The camp itself was an open field inside the log fence, with a smaller series of posts on the inside marking a "dead line", about 20 feet in from the wall.  If any prisoner approached the fence past the line he was shot.  Other than that the Confederates didn't really care what the prisoners did on the inside, and a shantytown of tents and lean-tos were built by the inmates around a small stream down the center of the camp that was their only water supply. Initially the camp was designed to handle 6,000 prisoners, and things were bad, but not horrific.


Things became horrific after the camp swelled in size, and guard facilities upstream from the camp contaminated the water supply before it even got to the prison.  At its highest count, the camp held 33,000 Union prisoners, which would qualify it as the fifth-largest CITY in the ENTIRE Confederate States.  So, yeah.

With so many men crammed into a lawless pit made for one fifth their numbers, Andersonville became a hell on earth, with military discipline forgotten and gangs armed with clubs roaming around stealing and murdering.  Disease due to the contaminated water supply, coupled with a chronic lack of food, led to the deaths of nearly 13,000 of the 33,000 prisoners there.  I didn't take any pictures of the photographs of prisoners once they were rescued from the camp at war's end, but you could put them side by side with pictures of prisoners at Concentration Camps in World War Two and not know the difference.  It was tragic, terrible stuff.

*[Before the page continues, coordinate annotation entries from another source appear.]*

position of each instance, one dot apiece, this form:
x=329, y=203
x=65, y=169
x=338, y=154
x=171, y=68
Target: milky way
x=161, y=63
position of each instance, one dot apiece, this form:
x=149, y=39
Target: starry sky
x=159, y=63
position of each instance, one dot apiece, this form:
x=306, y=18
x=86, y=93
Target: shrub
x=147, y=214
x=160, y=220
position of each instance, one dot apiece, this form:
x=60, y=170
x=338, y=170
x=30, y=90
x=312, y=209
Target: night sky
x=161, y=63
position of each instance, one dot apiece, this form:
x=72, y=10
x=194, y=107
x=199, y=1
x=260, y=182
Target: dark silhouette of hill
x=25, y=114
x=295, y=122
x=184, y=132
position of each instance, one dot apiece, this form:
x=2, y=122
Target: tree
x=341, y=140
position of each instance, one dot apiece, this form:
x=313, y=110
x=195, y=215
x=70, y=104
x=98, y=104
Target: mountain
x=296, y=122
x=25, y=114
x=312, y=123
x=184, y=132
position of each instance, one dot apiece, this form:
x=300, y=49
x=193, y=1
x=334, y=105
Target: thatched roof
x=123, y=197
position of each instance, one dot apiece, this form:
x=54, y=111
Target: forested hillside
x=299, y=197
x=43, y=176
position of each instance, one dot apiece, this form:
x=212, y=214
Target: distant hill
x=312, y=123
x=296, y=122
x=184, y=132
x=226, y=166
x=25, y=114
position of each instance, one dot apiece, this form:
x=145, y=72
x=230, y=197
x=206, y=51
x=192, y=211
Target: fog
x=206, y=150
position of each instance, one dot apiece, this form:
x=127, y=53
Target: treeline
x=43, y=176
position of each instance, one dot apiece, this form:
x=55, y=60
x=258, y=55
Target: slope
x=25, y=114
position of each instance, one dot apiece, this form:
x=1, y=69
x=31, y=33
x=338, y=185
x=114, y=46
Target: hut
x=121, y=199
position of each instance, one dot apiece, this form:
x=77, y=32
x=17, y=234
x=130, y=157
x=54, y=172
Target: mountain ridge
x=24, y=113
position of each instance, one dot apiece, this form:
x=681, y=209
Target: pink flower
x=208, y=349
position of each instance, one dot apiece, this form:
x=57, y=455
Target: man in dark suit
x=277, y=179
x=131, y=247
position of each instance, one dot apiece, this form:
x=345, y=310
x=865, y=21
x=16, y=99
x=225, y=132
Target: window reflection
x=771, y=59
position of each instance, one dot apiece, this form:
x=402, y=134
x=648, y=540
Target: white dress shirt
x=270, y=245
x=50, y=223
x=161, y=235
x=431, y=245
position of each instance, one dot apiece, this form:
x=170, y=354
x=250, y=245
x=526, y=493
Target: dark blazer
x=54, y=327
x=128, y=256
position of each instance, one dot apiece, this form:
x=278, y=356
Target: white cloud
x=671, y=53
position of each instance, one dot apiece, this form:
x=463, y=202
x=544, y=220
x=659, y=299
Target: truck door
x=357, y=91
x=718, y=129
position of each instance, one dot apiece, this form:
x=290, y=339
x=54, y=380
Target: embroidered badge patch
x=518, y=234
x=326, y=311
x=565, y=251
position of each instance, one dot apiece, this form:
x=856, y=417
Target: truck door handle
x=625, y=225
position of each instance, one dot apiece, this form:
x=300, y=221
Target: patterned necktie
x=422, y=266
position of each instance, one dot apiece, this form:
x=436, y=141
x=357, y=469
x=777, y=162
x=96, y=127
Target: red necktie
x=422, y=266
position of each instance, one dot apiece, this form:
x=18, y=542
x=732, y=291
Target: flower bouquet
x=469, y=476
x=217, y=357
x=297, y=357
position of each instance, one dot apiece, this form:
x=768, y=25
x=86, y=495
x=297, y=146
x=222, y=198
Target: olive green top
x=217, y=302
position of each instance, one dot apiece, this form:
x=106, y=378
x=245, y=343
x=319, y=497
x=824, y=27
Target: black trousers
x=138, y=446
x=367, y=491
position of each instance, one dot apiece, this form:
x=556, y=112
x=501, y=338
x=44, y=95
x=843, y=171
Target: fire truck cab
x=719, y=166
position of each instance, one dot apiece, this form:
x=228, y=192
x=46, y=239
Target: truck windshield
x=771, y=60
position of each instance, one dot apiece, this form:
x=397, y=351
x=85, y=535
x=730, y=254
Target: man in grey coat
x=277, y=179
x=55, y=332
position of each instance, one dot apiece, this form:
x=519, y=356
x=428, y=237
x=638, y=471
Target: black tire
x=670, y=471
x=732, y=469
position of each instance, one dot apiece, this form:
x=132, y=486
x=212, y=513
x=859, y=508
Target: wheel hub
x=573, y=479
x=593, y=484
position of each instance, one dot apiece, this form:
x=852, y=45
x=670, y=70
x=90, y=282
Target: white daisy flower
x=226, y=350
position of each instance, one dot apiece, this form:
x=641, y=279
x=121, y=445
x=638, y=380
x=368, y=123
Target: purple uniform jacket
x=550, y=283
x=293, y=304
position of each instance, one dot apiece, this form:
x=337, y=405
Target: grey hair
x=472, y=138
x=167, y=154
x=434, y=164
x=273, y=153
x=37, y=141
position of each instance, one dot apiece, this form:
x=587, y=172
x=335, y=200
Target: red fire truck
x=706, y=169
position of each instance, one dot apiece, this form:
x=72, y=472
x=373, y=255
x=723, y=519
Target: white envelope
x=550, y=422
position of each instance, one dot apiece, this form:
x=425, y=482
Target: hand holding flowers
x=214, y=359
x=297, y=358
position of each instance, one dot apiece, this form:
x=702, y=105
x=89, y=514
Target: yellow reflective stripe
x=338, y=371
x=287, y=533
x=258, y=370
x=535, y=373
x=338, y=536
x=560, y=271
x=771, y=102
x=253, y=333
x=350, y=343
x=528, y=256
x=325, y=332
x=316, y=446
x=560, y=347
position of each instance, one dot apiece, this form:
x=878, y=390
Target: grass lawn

The National Prisoner of War Museum is also at Andersonville, with artifacts and exhibits about all American POWs, from the Revolution to the present.  It was also very good, if heavy, and while I can't say I enjoyed it, per se, it was still very engrossing.  A powerful reminder of those left behind after the fighting stops, and a look at a side of war that people don't always want to talk about.

After that we headed north to our campground in Columbus, GA, on the outskirts of Fort Benning.  After a minor disagreement with some fire ants on where we made our kitchen area, we regrouped with dinner of sausages and toast, before turning in.  We've been reading and writing for a good two hours now, as the sunlight fails and the cicadas come out.  After reading a few more chapters in James MacPherson's Battle Cry of Freedom, I updated what I could and prepped for tomorrow.  I'm actually finishing this up by the light of the Coleman lantern we got at the MCX at Camp Lejeune (thanks Jacquie!), while Amanda's already asleep.  We were playing a game of "Thunder, or Artillery Practice at Fort Benning?" earlier (verdict: DEFINITELY Artillery), but they seemed to have stopped now that it's dark.

But I should wrap up; it's getting close to 11:00, and we have to be up at 6:00 tomorrow to hit the road.  From here, we head across Alabama (though Montgomery and Selma), into Mississippi through Jackson, and onto Vicksburg.  I think this is the furthest South we go (or, well, that Andersonville was the furthest South), and from here, we go west, north, and back east.  Let the next leg of the trip begin!